Multi-objective constructal design for quadrilateral heat generation body based on thermal-entransy theory and NSGA-II

Abstract

Based on thermal-entransy theory, the multi-objective constructal design of quadrilateral heat generation body (HGB) with similar shapes of leaves is studied further. The relationship between the aspect ratio of quadrilateral HGB and average temperature difference based on thermal-entransy dissipation is compared with that between the aspect ratio of quadrilateral HGB and the maximum temperature difference (MTD). The relationship between a composite function, consisting of linear weighting sum of the average temperature difference and MTD, and aspect ratio is obtained, and the optimal aspect ratios under minimum composite function with different weighting coefficients are obtained. Using the NSGA-II algorithm, the Pareto frontier containing a series of compromise results of average temperature difference and MTD is obtained, and optimization results are compared using the deviation index. There is no aspect ratio to make both MTD and average temperature difference reach the minimum, and the optimal aspect ratio under the minimum MTD is smaller than that under the minimum average temperature difference.
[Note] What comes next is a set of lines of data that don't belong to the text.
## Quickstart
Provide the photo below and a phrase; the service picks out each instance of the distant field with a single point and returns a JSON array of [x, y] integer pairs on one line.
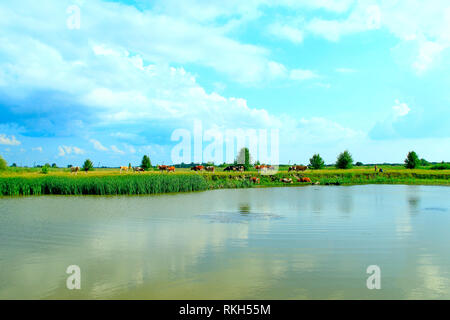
[[98, 172], [30, 181]]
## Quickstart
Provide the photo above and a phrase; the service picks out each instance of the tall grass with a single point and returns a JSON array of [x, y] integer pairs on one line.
[[108, 185]]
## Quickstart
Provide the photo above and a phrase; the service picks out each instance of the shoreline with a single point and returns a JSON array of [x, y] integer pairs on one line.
[[156, 183]]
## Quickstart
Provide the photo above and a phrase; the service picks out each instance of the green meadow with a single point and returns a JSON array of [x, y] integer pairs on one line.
[[31, 181]]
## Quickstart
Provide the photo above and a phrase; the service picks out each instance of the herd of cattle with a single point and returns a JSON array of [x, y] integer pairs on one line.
[[165, 168]]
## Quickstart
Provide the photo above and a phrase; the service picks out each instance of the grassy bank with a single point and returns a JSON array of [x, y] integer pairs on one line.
[[106, 185], [111, 182]]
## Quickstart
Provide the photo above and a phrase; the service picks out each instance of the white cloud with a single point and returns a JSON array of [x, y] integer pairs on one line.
[[346, 70], [98, 145], [12, 141], [116, 150], [286, 32], [400, 109], [66, 150], [300, 74], [423, 24]]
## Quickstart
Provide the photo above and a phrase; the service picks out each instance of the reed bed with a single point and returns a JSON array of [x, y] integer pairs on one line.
[[106, 185]]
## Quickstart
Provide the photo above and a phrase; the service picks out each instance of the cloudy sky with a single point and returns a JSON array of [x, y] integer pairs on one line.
[[369, 76]]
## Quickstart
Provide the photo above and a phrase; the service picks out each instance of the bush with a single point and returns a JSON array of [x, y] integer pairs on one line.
[[412, 160], [344, 160], [316, 162], [441, 166], [146, 163], [88, 166], [3, 163], [112, 185]]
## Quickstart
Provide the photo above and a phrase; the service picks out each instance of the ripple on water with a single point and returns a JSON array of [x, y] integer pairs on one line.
[[238, 216]]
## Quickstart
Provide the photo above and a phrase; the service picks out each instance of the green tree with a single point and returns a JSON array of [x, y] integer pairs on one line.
[[344, 160], [3, 163], [424, 162], [412, 160], [316, 162], [146, 163], [87, 165]]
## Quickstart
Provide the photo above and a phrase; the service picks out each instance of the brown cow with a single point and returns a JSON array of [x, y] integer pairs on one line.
[[162, 168], [123, 168], [254, 180], [297, 168], [74, 170]]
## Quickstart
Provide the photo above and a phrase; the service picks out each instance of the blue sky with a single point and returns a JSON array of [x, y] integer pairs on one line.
[[368, 76]]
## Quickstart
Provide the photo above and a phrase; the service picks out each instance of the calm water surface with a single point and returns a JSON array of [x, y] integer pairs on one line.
[[277, 243]]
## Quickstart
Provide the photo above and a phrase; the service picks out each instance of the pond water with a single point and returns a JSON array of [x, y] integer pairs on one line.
[[272, 243]]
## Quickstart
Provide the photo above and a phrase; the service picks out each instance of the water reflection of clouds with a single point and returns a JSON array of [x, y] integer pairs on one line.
[[150, 248]]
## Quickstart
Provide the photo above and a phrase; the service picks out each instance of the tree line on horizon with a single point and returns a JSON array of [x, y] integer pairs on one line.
[[344, 161]]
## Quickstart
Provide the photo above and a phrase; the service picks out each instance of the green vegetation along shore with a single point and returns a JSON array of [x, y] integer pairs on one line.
[[111, 182]]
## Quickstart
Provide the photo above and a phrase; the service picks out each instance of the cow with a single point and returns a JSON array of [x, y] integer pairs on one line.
[[286, 180], [234, 168], [74, 170], [162, 168], [297, 168], [254, 180]]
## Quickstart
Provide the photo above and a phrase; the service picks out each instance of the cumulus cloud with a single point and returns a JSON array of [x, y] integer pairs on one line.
[[98, 145], [286, 32], [300, 74], [116, 150], [10, 141], [67, 150], [400, 109], [346, 70], [393, 124]]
The optimal aspect ratio is obtained by making the composite function reach the minimum, and the optimal aspect ratios obtained by minimizing the composite function with different weighting coefficients are different. Compared with the construct of the initial design, the value of the composite function with optimal construct decreases by 1.9%, and the aspect ratio of the quadrilateral HGB decreases by 9.1%. The average temperature difference with the optimal construct increases by 2.1%, and the MTD with the optimal construct decreases by 5.6%. The deviation index under multi-objective optimization is smaller than that under single-objective optimization, and the obtained construct has better comprehensive thermal conductivity. Compared with TOPSIS and LINMAP decision-making methods, the average temperature difference with composite function optimization increases by 0.55% and 0.62% respectively, but the MTD with composite function optimization decreases by 0.84% and 0.96%.